On 2022/12/3 1:29, Jiaqi Yan wrote:
On Thu, Dec 1, 2022 at 6:25 PM Kefeng Wang <wangkefeng.wang@xxxxxxxxxx> wrote:
On 2022/12/2 7:09, Andrew Morton wrote:
On Wed, 30 Nov 2022 16:59:30 -0800 Jiaqi Yan <jiaqiyan@xxxxxxxxxx> wrote:
Make __collapse_huge_page_copy return whether copying anonymous pages
succeeded, and make collapse_huge_page handle the return status.
Break existing PTE scan loop into two for-loops. The first loop copies
source pages into target huge page, and can fail gracefully when running
into memory errors in source pages. If copying all pages succeeds, the
second loop releases and clears up these normal pages. Otherwise, the
second loop rolls back the page table and page states by:
- re-establishing the original PTEs-to-PMD connection.
- releasing source pages back to their LRU list.
Tested manually:
0. Enable khugepaged on system under test.
1. Start a two-thread application. Each thread allocates a chunk of
non-huge anonymous memory buffer.
2. Pick 4 random buffer locations (2 in each thread) and inject
uncorrectable memory errors at corresponding physical addresses.
3. Signal both threads to make their memory buffer collapsible, i.e.
calling madvise(MADV_HUGEPAGE).
4. Wait and check kernel log: khugepaged is able to recover from poisoned
pages and skips collapsing them.
5. Signal both threads to inspect their buffer contents and make sure no
data corruption.
Looks like a nice patchset. I'd like to give it a run in linux-next
but we're at -rc7 and we have no review/ack tags. So it should be a
post-6.2-rc1 thing.
I have a quibble.
--- a/include/linux/highmem.h
+++ b/include/linux/highmem.h
@@ -361,6 +361,27 @@ static inline void copy_highpage(struct page *to, struct page *from)
#endif
+/*
+ * Machine check exception handled version of copy_highpage. Return number
+ * of bytes not copied if there was an exception; otherwise 0 for success.

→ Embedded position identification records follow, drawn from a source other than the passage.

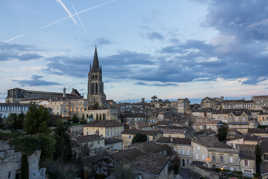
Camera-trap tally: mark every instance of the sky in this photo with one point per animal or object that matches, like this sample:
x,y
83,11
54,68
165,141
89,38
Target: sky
x,y
171,49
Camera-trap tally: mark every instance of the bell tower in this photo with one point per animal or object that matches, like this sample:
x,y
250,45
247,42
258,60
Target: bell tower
x,y
96,96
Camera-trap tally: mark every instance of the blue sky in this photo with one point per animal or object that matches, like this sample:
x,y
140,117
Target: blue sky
x,y
172,49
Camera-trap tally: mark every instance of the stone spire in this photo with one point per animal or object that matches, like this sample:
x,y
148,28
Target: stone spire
x,y
95,66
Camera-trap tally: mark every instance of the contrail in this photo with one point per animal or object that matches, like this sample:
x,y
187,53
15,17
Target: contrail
x,y
78,17
65,18
78,13
67,11
14,38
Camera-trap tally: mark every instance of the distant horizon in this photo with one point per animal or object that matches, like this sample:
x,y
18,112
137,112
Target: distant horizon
x,y
171,49
192,100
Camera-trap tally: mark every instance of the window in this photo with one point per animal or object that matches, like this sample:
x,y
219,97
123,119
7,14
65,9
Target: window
x,y
231,159
221,158
213,158
246,163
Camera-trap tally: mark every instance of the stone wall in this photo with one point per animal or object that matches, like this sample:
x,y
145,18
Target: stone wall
x,y
10,161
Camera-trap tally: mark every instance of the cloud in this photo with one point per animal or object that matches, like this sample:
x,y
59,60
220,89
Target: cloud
x,y
244,19
156,84
67,11
155,36
36,81
18,52
102,42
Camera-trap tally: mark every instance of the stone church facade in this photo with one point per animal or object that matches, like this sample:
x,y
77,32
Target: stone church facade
x,y
96,96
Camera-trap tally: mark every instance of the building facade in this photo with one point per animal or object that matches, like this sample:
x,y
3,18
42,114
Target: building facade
x,y
7,108
96,96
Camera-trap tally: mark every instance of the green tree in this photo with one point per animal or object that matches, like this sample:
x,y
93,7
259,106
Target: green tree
x,y
63,149
75,119
11,121
258,160
47,145
123,173
222,133
24,167
139,138
36,119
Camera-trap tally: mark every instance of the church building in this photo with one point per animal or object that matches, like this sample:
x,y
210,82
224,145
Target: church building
x,y
96,97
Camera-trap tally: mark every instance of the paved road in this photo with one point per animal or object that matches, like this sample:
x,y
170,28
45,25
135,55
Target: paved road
x,y
188,174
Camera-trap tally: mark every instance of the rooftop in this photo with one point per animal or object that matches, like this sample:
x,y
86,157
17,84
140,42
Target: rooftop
x,y
146,132
174,140
152,164
88,138
106,123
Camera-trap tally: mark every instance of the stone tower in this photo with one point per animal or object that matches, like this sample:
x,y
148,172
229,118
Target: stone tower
x,y
96,96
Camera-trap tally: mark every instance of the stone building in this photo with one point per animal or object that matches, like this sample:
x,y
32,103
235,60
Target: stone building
x,y
247,160
107,129
10,161
7,108
263,119
101,114
182,147
96,96
128,136
211,103
261,100
215,154
18,95
88,145
66,107
183,106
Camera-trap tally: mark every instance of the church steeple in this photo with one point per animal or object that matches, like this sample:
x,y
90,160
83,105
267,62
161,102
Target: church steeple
x,y
95,84
95,66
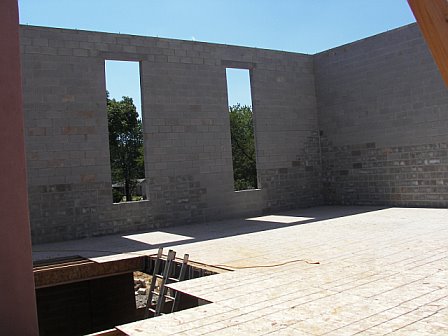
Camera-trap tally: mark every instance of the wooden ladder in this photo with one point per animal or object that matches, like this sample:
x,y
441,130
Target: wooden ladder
x,y
166,277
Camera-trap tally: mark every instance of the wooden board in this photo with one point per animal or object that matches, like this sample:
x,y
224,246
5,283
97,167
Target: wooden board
x,y
432,17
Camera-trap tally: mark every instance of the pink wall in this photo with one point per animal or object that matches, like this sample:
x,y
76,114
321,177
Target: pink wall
x,y
17,297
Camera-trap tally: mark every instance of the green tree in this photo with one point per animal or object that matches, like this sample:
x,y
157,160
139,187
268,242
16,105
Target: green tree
x,y
125,143
243,147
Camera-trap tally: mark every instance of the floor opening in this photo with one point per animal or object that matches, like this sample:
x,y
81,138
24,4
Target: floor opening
x,y
77,296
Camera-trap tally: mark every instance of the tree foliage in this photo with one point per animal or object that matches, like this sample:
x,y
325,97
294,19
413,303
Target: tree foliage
x,y
125,143
243,147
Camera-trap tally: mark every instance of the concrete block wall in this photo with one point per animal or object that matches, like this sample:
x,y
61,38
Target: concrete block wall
x,y
186,129
383,119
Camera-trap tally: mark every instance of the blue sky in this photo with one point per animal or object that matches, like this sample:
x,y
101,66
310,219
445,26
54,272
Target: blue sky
x,y
306,26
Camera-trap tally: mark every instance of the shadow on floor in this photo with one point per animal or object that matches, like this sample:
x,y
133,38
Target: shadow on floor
x,y
187,234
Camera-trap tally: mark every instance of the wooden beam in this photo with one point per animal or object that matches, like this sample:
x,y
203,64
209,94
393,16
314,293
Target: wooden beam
x,y
73,271
432,17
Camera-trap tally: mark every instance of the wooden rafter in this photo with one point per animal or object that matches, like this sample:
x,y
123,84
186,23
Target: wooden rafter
x,y
432,17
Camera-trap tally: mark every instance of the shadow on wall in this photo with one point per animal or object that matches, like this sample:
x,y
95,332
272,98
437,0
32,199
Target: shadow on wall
x,y
175,236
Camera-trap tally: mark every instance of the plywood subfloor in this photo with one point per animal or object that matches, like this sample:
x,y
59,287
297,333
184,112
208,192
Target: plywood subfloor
x,y
320,271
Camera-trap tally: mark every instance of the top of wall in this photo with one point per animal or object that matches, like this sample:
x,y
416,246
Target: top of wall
x,y
108,37
407,32
139,40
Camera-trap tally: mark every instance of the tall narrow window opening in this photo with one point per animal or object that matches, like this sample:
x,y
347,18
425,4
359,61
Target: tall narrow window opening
x,y
123,95
242,129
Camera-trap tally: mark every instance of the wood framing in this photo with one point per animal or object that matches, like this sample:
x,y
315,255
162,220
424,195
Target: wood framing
x,y
432,17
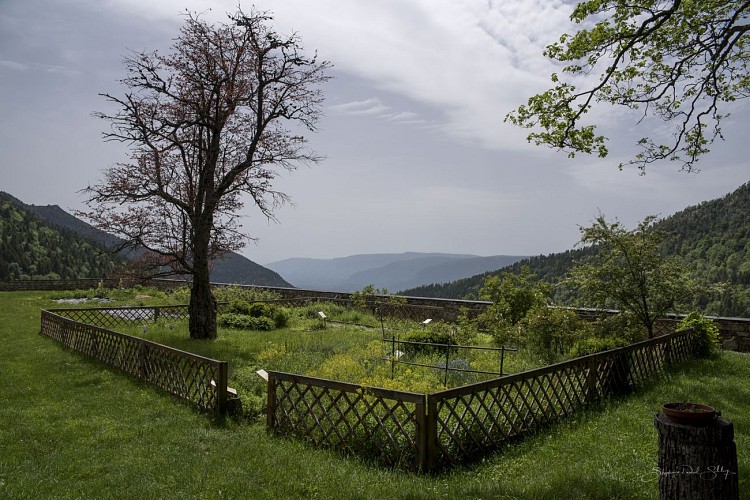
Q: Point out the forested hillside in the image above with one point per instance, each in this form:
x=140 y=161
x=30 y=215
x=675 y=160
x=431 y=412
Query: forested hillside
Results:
x=56 y=257
x=33 y=249
x=712 y=239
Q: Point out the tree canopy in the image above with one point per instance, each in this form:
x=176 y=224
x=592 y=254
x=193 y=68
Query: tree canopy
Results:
x=682 y=61
x=630 y=272
x=209 y=125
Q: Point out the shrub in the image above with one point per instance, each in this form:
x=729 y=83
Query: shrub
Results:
x=624 y=325
x=245 y=322
x=705 y=334
x=550 y=333
x=591 y=345
x=436 y=333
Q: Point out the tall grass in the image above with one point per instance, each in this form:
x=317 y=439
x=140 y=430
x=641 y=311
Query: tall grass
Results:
x=73 y=428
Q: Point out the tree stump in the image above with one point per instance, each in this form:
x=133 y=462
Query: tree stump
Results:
x=697 y=461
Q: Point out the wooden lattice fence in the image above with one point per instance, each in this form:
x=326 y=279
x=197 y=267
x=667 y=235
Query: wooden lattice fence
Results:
x=197 y=379
x=382 y=424
x=429 y=432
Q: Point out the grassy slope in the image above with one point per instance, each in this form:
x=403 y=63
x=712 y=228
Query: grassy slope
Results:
x=72 y=428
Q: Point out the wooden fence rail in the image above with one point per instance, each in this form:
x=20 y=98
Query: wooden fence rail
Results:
x=197 y=379
x=429 y=432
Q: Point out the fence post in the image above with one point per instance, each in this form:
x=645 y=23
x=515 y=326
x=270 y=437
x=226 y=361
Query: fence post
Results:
x=430 y=429
x=142 y=361
x=592 y=394
x=221 y=387
x=421 y=437
x=271 y=401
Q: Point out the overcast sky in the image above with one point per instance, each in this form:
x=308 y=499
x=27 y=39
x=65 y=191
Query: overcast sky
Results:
x=417 y=155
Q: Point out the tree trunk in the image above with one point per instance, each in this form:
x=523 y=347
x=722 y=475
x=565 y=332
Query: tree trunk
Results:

+ * Note handling #MC requires arch opt-in.
+ */
+static inline int copy_mc_highpage(struct page *to, struct page *from)
+{
+ char *vfrom, *vto;
+ unsigned long ret;
+
+ vfrom = kmap_local_page(from);
+ vto = kmap_local_page(to);
+ ret = copy_mc_to_kernel(vto, vfrom, PAGE_SIZE);
+ if (ret == 0)
+ kmsan_copy_page_meta(to, from);
+ kunmap_local(vto);
+ kunmap_local(vfrom);
+
+ return ret;
+}
Why inlined? It's large, it's slow, it's called only from
khugepaged.c. A regular out-of-line function which is static to
khugepaged.c seems more appropriate?
There is a similar function copy_mc_user_highpage(), could we reuse
it , see commit a873dfe1032a mm, hwpoison: try to recover from copy-on
write faults
To Kefeng: As I explained in v7, besides `to` and `from` pages,
copy_mc_user_highpage takes `struct vm_area_struct *vma` and `vaddr`.
While it fits __collapse_huge_page_copy, it doesn't really fit well
for collapse_file (needed for the 2nd commit). When Shi Yang reviewed
my patches, we agreed that we should borrow this opportunity to unify
the copying routines in khugepaged.c (for both file-backed and anon
memory), and copy_highpage fits both (alternatively we can use
copy_user_highpage and passing vaddr=null and vma=null, but I don't
like that). So I choose to make copy_highpage to be MC recoverable.
Does this make sense to you?
Yes,thanks for your explanation.
To Andrew: I think it is a reasonable "quibble". I will prepare the
update in v9 while waiting for more reviews on v8 if there is.
.